For one, it is easier to remember. I can just remember the “1KfLenz” part. Then I can head over to blockchain.info and search with that, which gives me a page containing the full address as well as the transaction history of that address.
That of course means I can write down just “1KfLenz” and be done when I want to communicate that address to somebody else. This is basically the same advantage as a URL shortener gives me. I am running my own URL shortener for most pages I reference in my writings or in classroom scripts. For example, my second global warming science fiction novel “Tasneem” (FREE PDF file available!) gets “k-lenz.de/7” as an URL, which is slightly shorter than “k.lenz.name/LB/?p=9141”, and more convenient.
Another way to think of this is as a parallel to domain names. Those are easier for people to remember, compared to IP numbers. That’s why we have them.
And there is another big advantage. Not for me, but for people using Bitcoin for larger payments.
Assume that buyer A (based in Germany) paid EUR35,000 to the Bitcoin address of seller B (based in Japan). Then, all of a sudden, B complains that the funds have not reached him. A would need to prove that he has paid in any later lawsuit. With a traditional bank transfer he would of course have the bank records to prove his payment. Under current international regulations all wire transfers come with names of both parties attached, so as to prevent money laundering.
The latest international standard requiring this is recommendation 16 in the February 2012 recommendations of the Financial Action Task Force against money laundering. As an aside, let’s just note that these don’t mention Bitcoin yet. It was able to fly under the radar at the time. Under that standard, information on the beneficiary needs to be kept with all wire transfers.
The EU is not yet requiring keeping records on payees. Right now Regulation (EC) No 1781/2006 of the European Parliament and of the Council of 15 November 2006 on information on the payer accompanying transfer of funds requires records only on the identity of the payer. But this is supposed to change, the Commission has proposed changing the rules to require also records on the payee.
Anyway, with a bank wire transfer, usually A will be able to just point to the bank transaction records. He doesn’t need to insist on a receipt, which may be difficult to get with B sitting at the other side of the World.
But with a Bitcoin address? How exactly does A prove that the address he sent his Bitcoins to actually belongs to B?
That becomes much easier if the address in question identifies B as the payee in its first characters, and B has published it in different ways he can’t change later. For example, if you tweet some address, you can’t edit that later. For example, if B has registered that address with some third party which does not change anything later on request, that would do the trick as well.
One may also note that this adds some security, especially if the address in question is longer.

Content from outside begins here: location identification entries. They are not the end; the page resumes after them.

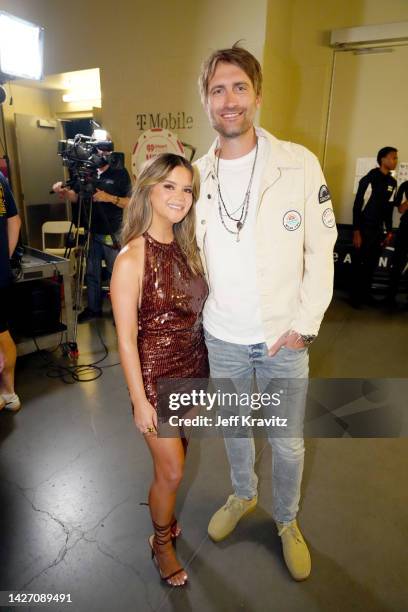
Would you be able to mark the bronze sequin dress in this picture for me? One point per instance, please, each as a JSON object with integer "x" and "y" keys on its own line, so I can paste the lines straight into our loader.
{"x": 170, "y": 335}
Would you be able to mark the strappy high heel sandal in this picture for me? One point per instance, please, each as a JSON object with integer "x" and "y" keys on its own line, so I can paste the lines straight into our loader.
{"x": 162, "y": 536}
{"x": 175, "y": 529}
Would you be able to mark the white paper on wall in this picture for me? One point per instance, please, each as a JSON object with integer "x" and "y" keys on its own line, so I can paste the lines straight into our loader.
{"x": 402, "y": 174}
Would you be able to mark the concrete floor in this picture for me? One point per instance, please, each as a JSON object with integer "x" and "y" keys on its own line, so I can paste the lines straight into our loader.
{"x": 73, "y": 472}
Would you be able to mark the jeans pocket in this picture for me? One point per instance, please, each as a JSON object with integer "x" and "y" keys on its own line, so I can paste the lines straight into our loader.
{"x": 291, "y": 350}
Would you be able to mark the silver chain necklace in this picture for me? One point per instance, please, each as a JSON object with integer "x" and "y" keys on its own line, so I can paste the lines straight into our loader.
{"x": 240, "y": 221}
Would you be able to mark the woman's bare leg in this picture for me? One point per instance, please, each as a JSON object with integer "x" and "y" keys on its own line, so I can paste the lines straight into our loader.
{"x": 168, "y": 459}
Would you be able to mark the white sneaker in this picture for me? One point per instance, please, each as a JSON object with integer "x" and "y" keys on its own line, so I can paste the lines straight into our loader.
{"x": 12, "y": 402}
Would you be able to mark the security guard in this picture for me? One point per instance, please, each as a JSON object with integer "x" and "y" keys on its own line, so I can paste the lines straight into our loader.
{"x": 10, "y": 224}
{"x": 373, "y": 207}
{"x": 401, "y": 243}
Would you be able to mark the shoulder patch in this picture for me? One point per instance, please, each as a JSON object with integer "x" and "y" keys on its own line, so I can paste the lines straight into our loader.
{"x": 324, "y": 194}
{"x": 328, "y": 218}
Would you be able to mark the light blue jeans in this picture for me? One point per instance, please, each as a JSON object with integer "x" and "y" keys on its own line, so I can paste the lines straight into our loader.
{"x": 241, "y": 362}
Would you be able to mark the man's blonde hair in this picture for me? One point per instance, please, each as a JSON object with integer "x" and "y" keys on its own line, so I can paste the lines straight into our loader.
{"x": 235, "y": 55}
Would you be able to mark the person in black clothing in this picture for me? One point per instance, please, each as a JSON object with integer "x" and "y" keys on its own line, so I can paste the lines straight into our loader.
{"x": 401, "y": 243}
{"x": 109, "y": 200}
{"x": 10, "y": 224}
{"x": 373, "y": 208}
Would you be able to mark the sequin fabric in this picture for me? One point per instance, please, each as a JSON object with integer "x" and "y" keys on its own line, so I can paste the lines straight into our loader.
{"x": 170, "y": 336}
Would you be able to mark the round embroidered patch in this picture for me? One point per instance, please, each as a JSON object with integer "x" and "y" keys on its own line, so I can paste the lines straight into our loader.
{"x": 324, "y": 194}
{"x": 328, "y": 218}
{"x": 292, "y": 220}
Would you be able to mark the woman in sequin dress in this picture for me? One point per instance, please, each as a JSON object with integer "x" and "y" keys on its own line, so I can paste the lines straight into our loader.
{"x": 158, "y": 292}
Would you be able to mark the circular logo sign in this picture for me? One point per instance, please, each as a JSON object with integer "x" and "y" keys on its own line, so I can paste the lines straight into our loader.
{"x": 292, "y": 220}
{"x": 152, "y": 143}
{"x": 328, "y": 218}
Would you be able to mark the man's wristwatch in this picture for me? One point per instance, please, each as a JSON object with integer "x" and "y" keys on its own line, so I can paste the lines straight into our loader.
{"x": 307, "y": 339}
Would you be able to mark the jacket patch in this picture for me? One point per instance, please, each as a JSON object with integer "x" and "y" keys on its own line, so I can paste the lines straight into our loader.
{"x": 324, "y": 194}
{"x": 328, "y": 218}
{"x": 292, "y": 220}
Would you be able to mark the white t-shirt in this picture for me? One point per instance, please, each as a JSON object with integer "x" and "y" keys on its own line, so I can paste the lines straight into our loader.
{"x": 232, "y": 311}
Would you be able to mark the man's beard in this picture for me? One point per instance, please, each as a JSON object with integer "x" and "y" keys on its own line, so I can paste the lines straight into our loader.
{"x": 231, "y": 131}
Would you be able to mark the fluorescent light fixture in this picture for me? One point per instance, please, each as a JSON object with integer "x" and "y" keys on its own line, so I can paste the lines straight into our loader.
{"x": 100, "y": 134}
{"x": 21, "y": 48}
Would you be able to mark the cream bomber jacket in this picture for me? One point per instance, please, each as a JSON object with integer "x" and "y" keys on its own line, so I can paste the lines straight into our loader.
{"x": 295, "y": 236}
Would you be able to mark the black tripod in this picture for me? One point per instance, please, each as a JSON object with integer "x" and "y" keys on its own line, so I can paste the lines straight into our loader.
{"x": 82, "y": 247}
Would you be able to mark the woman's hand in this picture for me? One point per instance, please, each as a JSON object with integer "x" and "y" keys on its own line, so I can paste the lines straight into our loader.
{"x": 145, "y": 417}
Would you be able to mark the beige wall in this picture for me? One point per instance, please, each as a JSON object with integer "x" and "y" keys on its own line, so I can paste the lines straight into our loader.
{"x": 298, "y": 61}
{"x": 149, "y": 53}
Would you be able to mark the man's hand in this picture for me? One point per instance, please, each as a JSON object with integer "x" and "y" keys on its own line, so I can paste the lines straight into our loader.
{"x": 357, "y": 240}
{"x": 291, "y": 340}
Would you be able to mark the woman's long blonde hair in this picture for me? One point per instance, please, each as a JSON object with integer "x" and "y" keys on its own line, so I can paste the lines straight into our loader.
{"x": 139, "y": 212}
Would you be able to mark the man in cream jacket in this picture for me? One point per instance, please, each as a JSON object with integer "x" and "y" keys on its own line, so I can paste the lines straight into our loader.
{"x": 266, "y": 232}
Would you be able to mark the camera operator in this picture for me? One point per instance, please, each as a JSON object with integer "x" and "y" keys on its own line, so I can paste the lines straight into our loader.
{"x": 10, "y": 224}
{"x": 110, "y": 198}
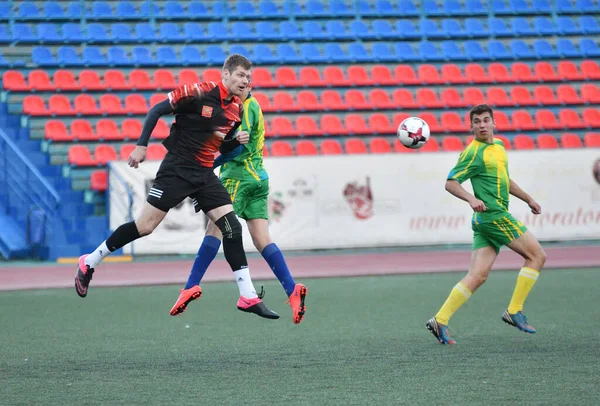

Anyone can find another address with “1KfLenz” as the first seven digits. But searching for “1KfLenzmPC” (only three digits more) would already cost over 700 Bitcoin, or over $70,000 at the excellent service provider “BitcoinVanity” I bought my address from. Searching for “1KfLenzmpCE” (four digits more) is too difficult for them to even quote a price. The difficulty goes up very fast with only a couple of added digits.
So if some large company you may have heard of gets “1CocaCoLa777” (11 digits) for its address, anybody trying to direct a payment to another address starting the same way would need to invest substantial funds to find it. That would deter most people from even trying.